Die fatale Falschmeldung aus den USA erschien freilich umso einleuchtender, als Mitte Oktober bereits die Rating-Agentur Moody's eine dreimonatige "Beobachtung" angekündigt hatte. Dauerdefizit, Schuldenberg und Strukturprobleme bringen in den Augen der US-Experten die Bestnote Triple-A ins Wanken. Und ausgerechnet am Donnerstag wandte sich dann auch noch die EU-Kommission mit deutlichen Worten an Frankreich. Angesichts einer drohenden "neuen Phase der Rezession" müsse die Regierung in Paris bei ihrem Sparprogramm eine Taktzahl zulegen. "Wir begrüßen die Tatsache, dass die Regierung neue Pläne zur Haushaltskonsolidierung vorgelegt hat", so Wirtschaftskommissar Olli Rehn, "aber für 2013 werden weitere Maßnahmen nötig sein, um das exzessive öffentliche Defizit zu korrigieren."
"Für 2013 werden weitere Maßnahmen nötig sein"
Die seien längst in Arbeit, betonte Finanzminister Baroin. Und in einer gemeinsamen Erklärung mit der Haushaltsministerin Valérie Pécresse legte er nach, dass das "Engagement eingehalten wird, Frankreichs Defizit bis 2013 unter drei Prozent zu bringen und bis 2016 einen ausgeglichenen Haushalt zu erreichen."
Da allerdings bleiben Zweifel, auch wenn die Brüsseler Budget-Aufseher bei ihrer Warnung die jüngsten Maßnahmen aus Paris möglicherweise nicht eingerechnet hatten. Denn gerade acht Monate, nachdem Premier François Fillon im Auftrag von Präsident Nicolas Sarkozy den ersten Plan vorlegte, mit dem 9,9 Milliarden Euro eingespart werden sollen, wird nun eine überarbeitete Fassung fällig: Mit neuen Drosselungen der Ausgaben und weiteren Zuschlägen etwa bei der Mehrwertsteuer hat das Paket einen Umfang von 11,6 Milliarden Euro.
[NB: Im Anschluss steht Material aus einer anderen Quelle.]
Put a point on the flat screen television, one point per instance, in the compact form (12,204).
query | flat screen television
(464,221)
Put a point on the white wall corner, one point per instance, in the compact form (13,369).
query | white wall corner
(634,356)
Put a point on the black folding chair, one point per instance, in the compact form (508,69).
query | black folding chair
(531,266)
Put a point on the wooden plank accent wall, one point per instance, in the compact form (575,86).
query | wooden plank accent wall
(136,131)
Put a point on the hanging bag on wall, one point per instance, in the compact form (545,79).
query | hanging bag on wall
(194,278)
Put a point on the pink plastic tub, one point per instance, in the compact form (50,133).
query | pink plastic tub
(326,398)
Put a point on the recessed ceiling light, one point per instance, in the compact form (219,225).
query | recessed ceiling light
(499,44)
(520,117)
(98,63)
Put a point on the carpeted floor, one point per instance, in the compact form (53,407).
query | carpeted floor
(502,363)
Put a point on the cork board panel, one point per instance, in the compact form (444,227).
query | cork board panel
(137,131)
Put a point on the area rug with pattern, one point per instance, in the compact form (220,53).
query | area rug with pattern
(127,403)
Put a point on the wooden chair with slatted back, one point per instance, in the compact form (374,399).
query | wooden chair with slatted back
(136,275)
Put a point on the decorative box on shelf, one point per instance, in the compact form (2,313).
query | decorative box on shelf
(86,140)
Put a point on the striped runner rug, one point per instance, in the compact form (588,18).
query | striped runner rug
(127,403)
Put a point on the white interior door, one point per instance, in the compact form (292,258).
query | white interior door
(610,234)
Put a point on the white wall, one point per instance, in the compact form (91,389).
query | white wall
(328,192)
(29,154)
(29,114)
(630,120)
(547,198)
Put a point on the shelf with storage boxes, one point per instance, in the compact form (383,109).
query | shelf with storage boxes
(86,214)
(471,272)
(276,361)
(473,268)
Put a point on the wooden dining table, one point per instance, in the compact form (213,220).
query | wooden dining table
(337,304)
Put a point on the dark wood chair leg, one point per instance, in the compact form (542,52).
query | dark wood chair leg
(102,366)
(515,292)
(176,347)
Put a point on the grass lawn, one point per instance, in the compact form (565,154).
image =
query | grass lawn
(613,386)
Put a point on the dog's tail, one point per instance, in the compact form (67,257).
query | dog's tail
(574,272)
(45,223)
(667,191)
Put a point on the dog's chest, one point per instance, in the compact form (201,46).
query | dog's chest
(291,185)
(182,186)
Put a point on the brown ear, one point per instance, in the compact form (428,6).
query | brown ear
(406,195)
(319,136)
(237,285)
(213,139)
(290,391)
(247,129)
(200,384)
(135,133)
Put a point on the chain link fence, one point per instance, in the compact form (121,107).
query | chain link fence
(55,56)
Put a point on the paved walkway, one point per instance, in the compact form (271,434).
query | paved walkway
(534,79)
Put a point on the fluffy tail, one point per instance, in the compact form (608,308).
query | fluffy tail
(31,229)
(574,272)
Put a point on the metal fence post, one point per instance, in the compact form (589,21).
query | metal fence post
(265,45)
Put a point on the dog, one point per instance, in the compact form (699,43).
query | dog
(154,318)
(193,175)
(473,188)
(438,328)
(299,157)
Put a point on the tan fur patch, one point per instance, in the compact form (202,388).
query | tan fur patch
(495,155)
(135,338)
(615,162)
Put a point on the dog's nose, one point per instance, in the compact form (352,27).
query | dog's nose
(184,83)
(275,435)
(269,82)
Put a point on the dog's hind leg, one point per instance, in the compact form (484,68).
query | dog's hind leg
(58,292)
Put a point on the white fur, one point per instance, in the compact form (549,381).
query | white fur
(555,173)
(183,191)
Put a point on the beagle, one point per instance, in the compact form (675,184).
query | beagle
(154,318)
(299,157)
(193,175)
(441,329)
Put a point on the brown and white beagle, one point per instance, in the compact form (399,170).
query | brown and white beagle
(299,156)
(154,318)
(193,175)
Die nötigen Maßnahmen kratzen nicht nur an der Glaubwürdigkeit des Staatschefs, der nach seiner Wahl 2007 immer wieder verkündete: "Ich bin nicht gewählt worden, um die Steuern zu erhöhen." Vor allem könnten sich auch die neuen rigorosen Pläne als Makulatur herausstellen. Die Regierung setzt trotz jüngster Korrekturen noch immer auf ein Wachstum von einem Prozent - die Brüsseler Ökonomen sehen Frankreichs Zuwachs eher bei 0,6 Prozent.
Auch der Chef der Zentralbank warnt vor überhöhten Erwartungen und verweist auf den sinkenden Investitionswillen von Frankreichs Unternehmen. Ein neuer, dritter Sparplan sei bereits absehbar, orakelt Christian Noyer im "Figaro", mit einem Volumen von drei bis vier Milliarden Euro. "Die Frage ist nur, wann uns dieser x-te Plan auf den Kopf fällt", so Noyer, "gewiss nicht vor den Präsidentenwahlen, es sei denn, Nicolas Sarkozy und Fillon zeigten außergewöhnlichen politischen Mut, zusammen mit einem gerüttelten Maß an Pädagogik."
Offenbar entspricht das dem Kurs des Präsidenten, der angesichts der Wahlkampagne seine Kabinettskollegen nicht nur auf Haushalts-, sondern auch auf Sprachdisziplin eingeschworen hat. Während Sarkozy am 11. November in Paris Frankreichs Kriegstoten gedachte, verbreiteten die Minister in den Tiefen der Republik die Kunde von den bitteren, aber nötigen Einschnitten. Jeder Bürger muss dazu sein Scherflein beitragen, so die Botschaft, und auch der Präsident sei schließlich dazu bereit: Das Gehalt Sarkozys wird zwar nicht gekürzt, aber immerhin eingefroren.